L'affaire a été radiée le 21 mars 2007 pour défaut de mise en cause des intimés par l'appelante puis rétablie le 16 février 2009 afin d'éviter la péremption d'instance. Elle a été à nouveau radiée le 10 juin 2009 puis, rétablie le 2 février 2011 après assignation des consorts [L].
Dans ses dernières conclusions, signifiées le 31 janvier 2012, la SUVA
demande :
- de déclarer son appel recevable et bien fondé,
- de disjoindre l'appel de la SUVA de celui interjeté à l'encontre de M. [G] [J], décédé, et de ses héritiers,
- de lui donner acte qu'au regard des difficultés rencontrées pour assigner les consorts [L] au Portugal, elle a accepté que sur les 299 040, 43 euros séquestrés entre les mains du Bâtonnier, soient versés par priorité aux consorts [L], le montant des condamnations prononcées à leur profit par l'arrêt de la cour d'appel de RIOM du 17 mars 1998, soit la somme de 34.228,57 euros,
- d'autoriser M. le Bâtonnier à lui verser le solde des sommes consignées, après règlement aux consorts [L], soit la somme de 262 749,09 euros,
- d'infirmer le jugement entrepris en toutes ses dispositions,
Et statuant à nouveau,
Au vu du jugement définitif prononcé le 3 juillet 2001 par le tribunal de grande instance de Paris, des articles 495 et 498 du code civil portugais et du règlement de l'assurance invalidité suisse :
- de déclarer la SUVA bien fondée en son action directe en remboursement des indemnités versées à MM. [G] [J] et [I] [N],
En conséquence,
- de condamner solidairement M. [C] et le BCF, en sa qualité de représentant de la Compagnie FIDELIDADE, à lui verser , en sa qualité de subrogée dans les droits de MM. [G] [J] et [I] [N], la contre-valeur en euros de la somme de 1.082.079,80 francs suisses pour le premier et 885.070,20 francs suisses pour le second avec intérêts au taux légal à compter de la date de l'assignation et anatocisme,
- de dire que du montant total des sommes réclamées en principal et intérêts sera déduit les 262 749,09 euros reçus de M. le Bâtonnier,
- de dire le BCF tenu au remboursement intégral des sommes versées par la SUVA aux victimes faute par celui-ci de justifier d'une limitation légale ou contractuelle opposable,
- d'ordonner une nouvelle capitalisation des intérêts échus,
- d'enjoindre au BCF de communiquer le contrat d'assurance couvrant le véhicule, souscrit par M. [C], ainsi que tous justificatifs de coutume pouvant confirmer ses allégations concernant la prescription alléguée,
- de condamner le BCF à verser à la SUVA la somme de 10.000 euros à titre de dommages et intérêts pour résistance abusive et celle de 10 000 euros sur le fondement de l'article 700 du code de procédure civile,
- de condamner solidairement M. [C] et le BCF aux entiers dépens, dont distraction conformément à l'article 699 du code de procédure civile.
La SUVA, expose à titre liminaire qu'elle renonce au principe de répartition au marc le franc des indemnités consignées et autorise M. le Bâtonnier à verser sans attendre l'issue du procès aux consorts [L] le montant des condamnations qui leur a été alloué par la cour d'appel de RIOM, soit la somme de 34.238,57 euros.
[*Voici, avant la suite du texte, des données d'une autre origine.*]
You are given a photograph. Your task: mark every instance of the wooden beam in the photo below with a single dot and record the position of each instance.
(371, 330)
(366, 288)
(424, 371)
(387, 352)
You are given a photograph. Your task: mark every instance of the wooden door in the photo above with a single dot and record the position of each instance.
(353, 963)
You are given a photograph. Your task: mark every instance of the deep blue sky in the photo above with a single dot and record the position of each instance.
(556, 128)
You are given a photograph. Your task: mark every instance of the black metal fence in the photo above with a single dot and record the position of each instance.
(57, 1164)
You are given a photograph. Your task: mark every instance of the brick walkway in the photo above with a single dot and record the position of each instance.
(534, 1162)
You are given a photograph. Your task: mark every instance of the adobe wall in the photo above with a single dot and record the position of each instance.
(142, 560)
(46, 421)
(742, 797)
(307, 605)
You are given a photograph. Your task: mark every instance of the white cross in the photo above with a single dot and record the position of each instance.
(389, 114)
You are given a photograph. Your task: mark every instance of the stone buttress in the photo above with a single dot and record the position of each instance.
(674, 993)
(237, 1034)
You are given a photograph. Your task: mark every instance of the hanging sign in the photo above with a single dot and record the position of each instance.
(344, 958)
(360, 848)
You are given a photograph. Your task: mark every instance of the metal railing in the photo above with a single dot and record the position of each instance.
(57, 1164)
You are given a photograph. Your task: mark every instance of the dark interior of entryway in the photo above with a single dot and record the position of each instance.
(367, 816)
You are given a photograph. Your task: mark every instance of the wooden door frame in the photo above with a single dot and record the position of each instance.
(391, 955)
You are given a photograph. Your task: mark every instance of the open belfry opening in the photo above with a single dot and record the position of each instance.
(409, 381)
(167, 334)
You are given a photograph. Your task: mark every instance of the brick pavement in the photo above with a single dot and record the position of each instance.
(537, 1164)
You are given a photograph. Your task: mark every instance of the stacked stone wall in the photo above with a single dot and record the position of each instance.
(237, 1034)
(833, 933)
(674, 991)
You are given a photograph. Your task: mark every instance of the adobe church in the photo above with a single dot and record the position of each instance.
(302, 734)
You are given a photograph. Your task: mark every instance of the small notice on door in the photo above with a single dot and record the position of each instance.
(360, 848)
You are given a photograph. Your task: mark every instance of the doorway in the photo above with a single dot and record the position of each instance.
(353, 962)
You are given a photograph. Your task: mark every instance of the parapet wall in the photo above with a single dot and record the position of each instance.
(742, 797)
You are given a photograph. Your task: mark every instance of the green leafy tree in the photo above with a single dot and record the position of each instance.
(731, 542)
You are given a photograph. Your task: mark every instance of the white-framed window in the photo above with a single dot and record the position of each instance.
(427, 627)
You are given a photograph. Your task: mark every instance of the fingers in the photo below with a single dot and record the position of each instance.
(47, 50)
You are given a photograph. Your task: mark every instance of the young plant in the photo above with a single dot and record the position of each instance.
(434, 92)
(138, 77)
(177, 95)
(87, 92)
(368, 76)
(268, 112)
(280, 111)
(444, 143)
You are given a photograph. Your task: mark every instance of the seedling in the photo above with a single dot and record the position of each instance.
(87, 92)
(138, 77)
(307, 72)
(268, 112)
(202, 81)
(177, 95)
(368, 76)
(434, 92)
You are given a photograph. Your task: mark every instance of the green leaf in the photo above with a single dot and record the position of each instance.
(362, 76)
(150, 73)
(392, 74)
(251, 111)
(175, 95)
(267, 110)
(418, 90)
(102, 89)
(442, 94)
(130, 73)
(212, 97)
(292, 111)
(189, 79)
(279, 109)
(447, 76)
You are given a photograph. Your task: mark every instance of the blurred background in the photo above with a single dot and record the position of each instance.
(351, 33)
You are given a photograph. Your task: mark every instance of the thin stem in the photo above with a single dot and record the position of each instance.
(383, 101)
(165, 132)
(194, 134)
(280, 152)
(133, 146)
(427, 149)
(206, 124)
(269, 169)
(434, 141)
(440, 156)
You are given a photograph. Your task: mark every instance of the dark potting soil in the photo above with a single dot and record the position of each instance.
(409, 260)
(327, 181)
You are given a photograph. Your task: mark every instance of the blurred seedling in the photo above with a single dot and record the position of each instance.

Elle sollicite le versement du solde des sommes restant consignées après ce versement, soit 262 749,09 euros outre les intérêts et la condamnation du BCF pour le surplus de sa créance en principal et intérêts.
Dans ses dernières conclusions, signifiées le 4 janvier 2012, le BCF demande :
- que l'appel de la SUVA soit déclaré recevable mais mal fondé,
- que le jugement soit confirmé,
- qu'il soit jugé que le Bâtonnier de l'Ordre des avocats de la cour d'appel de Paris devra se libérer entre les mains du BCF des sommes séquestrées entre ses mains, déduction faite de celles revenant aux consorts [L] en exécution de l'arrêt de la cour d'appel de Riom, soit la somme de 1.723.634,07 Francs correspondant à 262.749,09 euros, à compter de la signification de l'arrêt à intervenir,
- que la SUVA soit condamnée à lui payer la somme de 10.000 euros à titre de dommages et intérêts pour appel abusif et dilatoire, la somme de 3.000 euros au titre de l'article 700 du code de procédure civile, ainsi qu'en tous les dépens de première instance et d'appel, dont distraction conformément à l'article 699 du code de procédure civile.
Le BCF expose que la somme de 60 000 000 d'escudos consignée par lui correspond à 299 261,90 euros. Il conteste la qualité à agir de la SUVA et soutient qu'en tout état de cause son action est prescrite par application du droit portugais. Il précise que le véhicule de M. [C] n'était pas assuré au moment de l'accident et qu'il intervient dans le cadre du système de la 'carte verte' et doit pouvoir se retourner contre le GABINETE PORTUGUES DE CARTA VERDE, raison pour laquelle il a fait consigner les fonds mis à sa charge par l'arrêt de la cour d'appel de Riom.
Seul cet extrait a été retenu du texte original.